What Does the Affordable Care Act Mean for Runaway & Homeless Youth?

April 9, 2013

Ask NCFY: What are the implications of the Affordable Care Act for runaway and homeless youth?

http://ncfy.acf.hhs.gov/sites/default/files/u1248/aca-20130320.jpgA: If young people are still in touch with their families and their families have health insurance, the health care law makes it possible for them to be covered by their parents’ plan until age 26.

For those runaway and homeless youth who are on their own and unsupported by their families, you’ll still want to help them find out if they are eligible for Medicaid. Only their own income and not their families’ income should be counted when figuring out whether they are eligible.

For children and teens ages 6 to 18, the health care law requires all states to have a Medicaid eligibility level that is at least 133 percent of the federal poverty level. (Some states had already established higher levels for that age group, while others had not.)

Young adults age 19 and older will have to check their state’s Medicaid eligibility rules. Starting next year, because of the health care law, some states will be expanding Medicaid to cover individuals, including single adults, with incomes up to 133 percent of the federal poverty level, but others will not.

That means even a young person working fulltime at the federal minimum wage may become eligible for Medicaid, if the eligibility level in their state and for their age group is 133 percent of the federal poverty level.

Unaccompanied young people who don’t qualify for Medicaid or have health insurance through an employer will be able to purchase coverage directly on the government’s new Health Insurance Marketplace. Open enrollment will start this fall, and coverage begins next year.
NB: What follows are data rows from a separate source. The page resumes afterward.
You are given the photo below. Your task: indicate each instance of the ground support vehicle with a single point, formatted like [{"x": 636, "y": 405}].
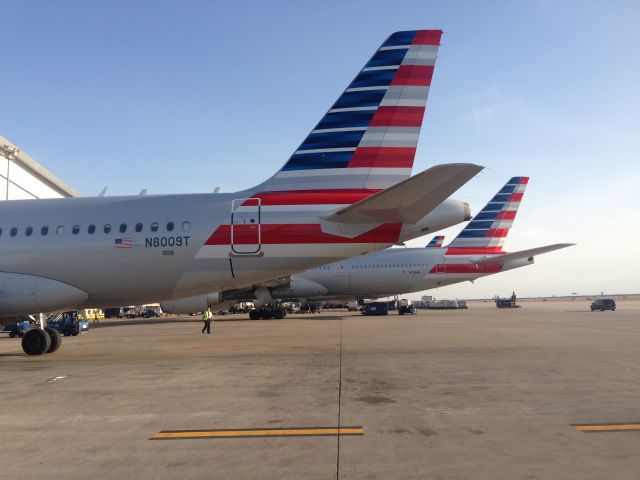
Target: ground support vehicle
[
  {"x": 68, "y": 323},
  {"x": 602, "y": 304}
]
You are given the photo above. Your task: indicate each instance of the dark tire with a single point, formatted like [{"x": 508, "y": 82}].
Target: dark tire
[
  {"x": 36, "y": 342},
  {"x": 56, "y": 339}
]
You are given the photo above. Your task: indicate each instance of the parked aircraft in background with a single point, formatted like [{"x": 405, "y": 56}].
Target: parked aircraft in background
[
  {"x": 436, "y": 242},
  {"x": 474, "y": 253},
  {"x": 345, "y": 191}
]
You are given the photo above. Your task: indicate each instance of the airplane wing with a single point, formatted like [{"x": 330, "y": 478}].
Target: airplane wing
[
  {"x": 409, "y": 200},
  {"x": 522, "y": 254}
]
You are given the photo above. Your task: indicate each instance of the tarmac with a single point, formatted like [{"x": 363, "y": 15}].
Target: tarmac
[{"x": 482, "y": 393}]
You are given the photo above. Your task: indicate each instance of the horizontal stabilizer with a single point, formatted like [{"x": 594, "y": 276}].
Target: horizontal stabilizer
[
  {"x": 507, "y": 257},
  {"x": 409, "y": 200}
]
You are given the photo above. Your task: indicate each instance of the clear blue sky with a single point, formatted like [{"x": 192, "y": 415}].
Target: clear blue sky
[{"x": 182, "y": 96}]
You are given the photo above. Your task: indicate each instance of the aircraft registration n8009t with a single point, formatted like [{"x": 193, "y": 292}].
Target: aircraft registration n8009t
[{"x": 346, "y": 190}]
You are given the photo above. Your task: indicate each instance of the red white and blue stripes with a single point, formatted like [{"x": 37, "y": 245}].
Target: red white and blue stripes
[
  {"x": 368, "y": 138},
  {"x": 488, "y": 229}
]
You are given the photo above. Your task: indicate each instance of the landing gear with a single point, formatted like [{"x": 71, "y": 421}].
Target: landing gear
[
  {"x": 38, "y": 341},
  {"x": 268, "y": 312},
  {"x": 56, "y": 339}
]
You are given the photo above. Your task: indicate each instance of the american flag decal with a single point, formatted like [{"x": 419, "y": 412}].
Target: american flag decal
[{"x": 124, "y": 242}]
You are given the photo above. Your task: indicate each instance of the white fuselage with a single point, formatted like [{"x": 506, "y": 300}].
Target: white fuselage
[
  {"x": 389, "y": 272},
  {"x": 98, "y": 252}
]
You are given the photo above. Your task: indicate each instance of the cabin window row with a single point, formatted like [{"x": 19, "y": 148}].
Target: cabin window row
[
  {"x": 106, "y": 228},
  {"x": 392, "y": 265}
]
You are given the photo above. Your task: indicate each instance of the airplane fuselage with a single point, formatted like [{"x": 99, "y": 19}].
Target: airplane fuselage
[{"x": 389, "y": 272}]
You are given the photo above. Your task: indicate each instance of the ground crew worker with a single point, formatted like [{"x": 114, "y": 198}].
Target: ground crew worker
[{"x": 206, "y": 318}]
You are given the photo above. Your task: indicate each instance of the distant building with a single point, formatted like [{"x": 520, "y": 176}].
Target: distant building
[{"x": 21, "y": 177}]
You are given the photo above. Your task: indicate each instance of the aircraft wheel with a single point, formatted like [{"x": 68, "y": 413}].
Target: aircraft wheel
[
  {"x": 56, "y": 339},
  {"x": 36, "y": 342}
]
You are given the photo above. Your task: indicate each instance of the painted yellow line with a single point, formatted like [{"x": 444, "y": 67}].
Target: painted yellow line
[
  {"x": 619, "y": 427},
  {"x": 261, "y": 432}
]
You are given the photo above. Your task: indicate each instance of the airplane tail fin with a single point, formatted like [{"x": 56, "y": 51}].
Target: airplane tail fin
[
  {"x": 486, "y": 232},
  {"x": 436, "y": 242},
  {"x": 368, "y": 138}
]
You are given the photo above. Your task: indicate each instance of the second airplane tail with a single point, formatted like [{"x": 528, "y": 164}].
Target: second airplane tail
[{"x": 486, "y": 232}]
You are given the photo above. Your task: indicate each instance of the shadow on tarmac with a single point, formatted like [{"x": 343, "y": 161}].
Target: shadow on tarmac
[{"x": 197, "y": 319}]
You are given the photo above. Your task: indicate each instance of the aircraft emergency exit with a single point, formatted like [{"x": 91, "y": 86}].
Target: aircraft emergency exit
[{"x": 346, "y": 190}]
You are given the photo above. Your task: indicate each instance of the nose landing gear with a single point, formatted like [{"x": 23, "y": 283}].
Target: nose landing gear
[{"x": 268, "y": 312}]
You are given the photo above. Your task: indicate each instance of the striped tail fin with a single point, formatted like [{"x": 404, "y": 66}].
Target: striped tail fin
[
  {"x": 436, "y": 242},
  {"x": 368, "y": 138},
  {"x": 486, "y": 232}
]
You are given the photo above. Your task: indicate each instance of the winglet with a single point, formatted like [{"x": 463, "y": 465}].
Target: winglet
[{"x": 507, "y": 257}]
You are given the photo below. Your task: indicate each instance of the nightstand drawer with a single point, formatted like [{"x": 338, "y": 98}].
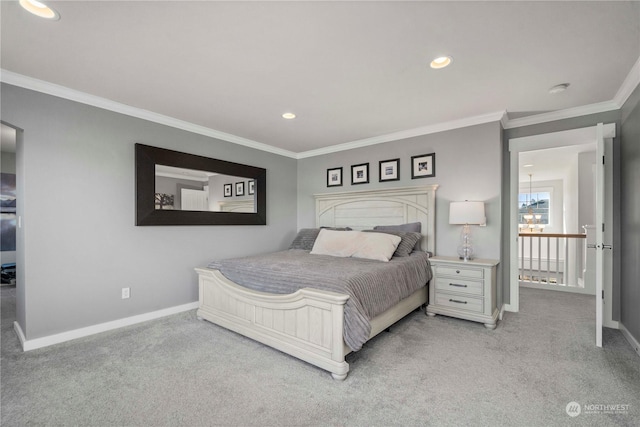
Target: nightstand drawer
[
  {"x": 471, "y": 273},
  {"x": 458, "y": 285},
  {"x": 459, "y": 302}
]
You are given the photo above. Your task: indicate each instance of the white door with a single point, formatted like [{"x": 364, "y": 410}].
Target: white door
[{"x": 599, "y": 243}]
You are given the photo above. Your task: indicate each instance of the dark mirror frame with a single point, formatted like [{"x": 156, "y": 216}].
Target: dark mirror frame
[{"x": 147, "y": 157}]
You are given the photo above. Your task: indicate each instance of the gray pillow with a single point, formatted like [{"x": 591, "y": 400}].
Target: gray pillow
[
  {"x": 307, "y": 237},
  {"x": 409, "y": 240},
  {"x": 415, "y": 227}
]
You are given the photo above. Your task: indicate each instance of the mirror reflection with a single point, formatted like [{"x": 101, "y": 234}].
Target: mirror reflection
[{"x": 194, "y": 190}]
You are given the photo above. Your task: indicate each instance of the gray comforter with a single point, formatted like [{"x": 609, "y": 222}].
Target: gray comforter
[{"x": 373, "y": 286}]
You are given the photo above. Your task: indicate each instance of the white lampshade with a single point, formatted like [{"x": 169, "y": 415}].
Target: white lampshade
[{"x": 467, "y": 213}]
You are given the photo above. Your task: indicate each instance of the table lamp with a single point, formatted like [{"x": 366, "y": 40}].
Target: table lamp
[{"x": 466, "y": 213}]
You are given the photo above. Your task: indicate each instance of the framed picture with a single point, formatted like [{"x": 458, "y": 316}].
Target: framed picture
[
  {"x": 334, "y": 177},
  {"x": 240, "y": 188},
  {"x": 390, "y": 170},
  {"x": 360, "y": 174},
  {"x": 423, "y": 166}
]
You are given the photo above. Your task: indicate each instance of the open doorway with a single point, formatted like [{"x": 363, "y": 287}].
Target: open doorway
[
  {"x": 556, "y": 210},
  {"x": 9, "y": 197},
  {"x": 8, "y": 207}
]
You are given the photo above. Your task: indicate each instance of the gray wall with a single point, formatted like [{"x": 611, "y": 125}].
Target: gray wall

The law also has a provision, sometimes referred to as the “individual mandate,” through which the IRS will be able to collect a fee from people who don’t get health insurance. The IRS payment will not apply to people whose income is too low for them to file taxes ($9,500 this year for an individual) nor to people for whom insurance is unaffordable.

“Virtually any unaccompanied homeless youth would probably be exempt from the individual mandate,” says Abigail English, director of the Center for Adolescent Health & the Law in Chapel Hill, NC, “because their income would be too low for them to be required to file a tax return.”

The IRS regulations regarding the payments are open for public comment until May 2, 2013.